Test errors on own dataset

snow-wind-001 commented 1 month ago


 import torch
import pandas as pd
import random
from pathlib import Path
from torch.utils.data import DataLoader
from typing import Union, Optional
from pprint import pprint
from oml.const import PATHS_COLUMN
from oml.datasets.base import DatasetQueryGallery
from oml.inference.flat import inference_on_dataframe, inference_on_images
from oml.models import ConcatSiamese, ViTExtractor
from oml.registry.transforms import get_transforms_for_pretrained
from oml.retrieval.postprocessors.pairwise import PairwiseImagesPostprocessor
from oml.utils.misc_torch import pairwise_dist
from oml.utils.io import download_checkpoint_one_of
from NumpyImageDataset import *
import os

dataset_root = Path("/home/snowolf/dataset/bottle_processed_images/part1/archive")

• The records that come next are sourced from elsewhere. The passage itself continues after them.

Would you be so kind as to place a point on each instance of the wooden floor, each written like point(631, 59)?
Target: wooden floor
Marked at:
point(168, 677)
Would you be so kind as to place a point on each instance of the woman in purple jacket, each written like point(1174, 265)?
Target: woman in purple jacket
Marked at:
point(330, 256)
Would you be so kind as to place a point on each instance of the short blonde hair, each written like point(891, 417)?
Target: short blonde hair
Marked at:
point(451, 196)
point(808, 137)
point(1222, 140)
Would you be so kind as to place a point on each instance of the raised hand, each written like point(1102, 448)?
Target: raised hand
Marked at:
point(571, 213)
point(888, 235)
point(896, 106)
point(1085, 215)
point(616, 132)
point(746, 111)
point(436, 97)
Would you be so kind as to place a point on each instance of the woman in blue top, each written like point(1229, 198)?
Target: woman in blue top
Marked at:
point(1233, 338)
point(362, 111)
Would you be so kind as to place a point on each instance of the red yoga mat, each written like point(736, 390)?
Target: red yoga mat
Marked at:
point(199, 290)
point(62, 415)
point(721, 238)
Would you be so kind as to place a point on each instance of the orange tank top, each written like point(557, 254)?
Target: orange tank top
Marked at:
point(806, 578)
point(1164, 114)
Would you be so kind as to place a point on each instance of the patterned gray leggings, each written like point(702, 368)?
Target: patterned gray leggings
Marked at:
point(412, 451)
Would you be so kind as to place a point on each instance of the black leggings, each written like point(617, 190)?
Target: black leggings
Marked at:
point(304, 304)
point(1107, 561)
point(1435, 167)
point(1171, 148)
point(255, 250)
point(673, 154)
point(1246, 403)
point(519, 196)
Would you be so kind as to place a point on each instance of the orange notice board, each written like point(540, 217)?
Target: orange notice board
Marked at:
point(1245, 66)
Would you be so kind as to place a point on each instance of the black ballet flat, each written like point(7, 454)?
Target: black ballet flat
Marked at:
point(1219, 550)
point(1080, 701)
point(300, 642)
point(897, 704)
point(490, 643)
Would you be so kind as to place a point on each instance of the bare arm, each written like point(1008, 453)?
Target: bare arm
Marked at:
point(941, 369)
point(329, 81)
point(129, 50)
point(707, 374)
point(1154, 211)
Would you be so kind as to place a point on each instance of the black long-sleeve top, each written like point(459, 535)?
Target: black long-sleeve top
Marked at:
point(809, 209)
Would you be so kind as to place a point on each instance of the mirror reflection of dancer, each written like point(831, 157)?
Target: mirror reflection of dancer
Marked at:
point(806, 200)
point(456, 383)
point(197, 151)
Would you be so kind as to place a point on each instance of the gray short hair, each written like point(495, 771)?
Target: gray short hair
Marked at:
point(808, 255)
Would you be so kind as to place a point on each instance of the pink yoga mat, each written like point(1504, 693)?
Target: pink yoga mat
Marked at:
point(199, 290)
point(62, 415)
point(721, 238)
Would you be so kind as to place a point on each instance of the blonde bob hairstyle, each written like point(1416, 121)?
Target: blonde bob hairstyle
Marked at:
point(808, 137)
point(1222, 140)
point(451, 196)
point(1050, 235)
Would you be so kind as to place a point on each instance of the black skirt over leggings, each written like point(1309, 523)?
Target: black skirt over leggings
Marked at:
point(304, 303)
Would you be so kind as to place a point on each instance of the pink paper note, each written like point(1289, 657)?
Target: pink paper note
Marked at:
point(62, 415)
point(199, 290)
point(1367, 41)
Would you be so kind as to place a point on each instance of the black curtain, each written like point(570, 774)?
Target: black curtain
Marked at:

def load_images_from_folder(folder_path):
    images = []  # 创建一个列表来存储图像数据
    valid_extensions = ('.jpg', '.jpeg', '.png', '.gif', '.bmp', '.tiff')  # 支持的文件格式

    for filename in os.listdir(folder_path):
        if filename.endswith(valid_extensions):
            img_path = os.path.join(folder_path, filename)  # 获取图像的完整路径
            with Image.open(img_path) as img:
                img_array = np.array(img)  # 将图像转换为 numpy 数组
                images.append(img_array)  # 将数组添加到列表中
    return images

class CustomViTExtractor(ViTExtractor):
    def __init__(self, arch: str = "vits16", normalise_features: bool = False, use_multi_scale: bool = False, weights: Optional[Union[Path, str]] = None):
        super().__init__(weights=None, arch=arch, normalise_features=normalise_features, use_multi_scale=use_multi_scale)
        if weights is not None:
            self.load_pretrained_weights(weights)
        self.to(device)

    def load_pretrained_weights(self, weights: Union[Path, str]):
        if isinstance(weights, str) and Path(weights).exists():
            ckpt = torch.load(weights, map_location=device)
            state_dict = ckpt["state_dict"] if "state_dict" in ckpt else ckpt
        elif weights in self.pretrained_models:
            pretrained = self.pretrained_models[weights]
            downloaded_weights = download_checkpoint_one_of(
                url_or_fid_list=pretrained["url"],
                hash_md5=pretrained["hash"],
                fname=pretrained["fname"],
            )
            ckpt = torch.load(downloaded_weights, map_location=device)
            state_dict = ckpt["state_dict"] if "state_dict" in ckpt else ckpt
        self.model.load_state_dict(state_dict, strict=False)
        pprint('加载权重到模型!!')

    @classmethod
    def from_pretrained(cls, path: Union[Path, str], arch: str = "vits16", normalise_features: bool = False, use_multi_scale: bool = False):
        return cls(weights=path, arch=arch, normalise_features=normalise_features, use_multi_scale=use_multi_scale)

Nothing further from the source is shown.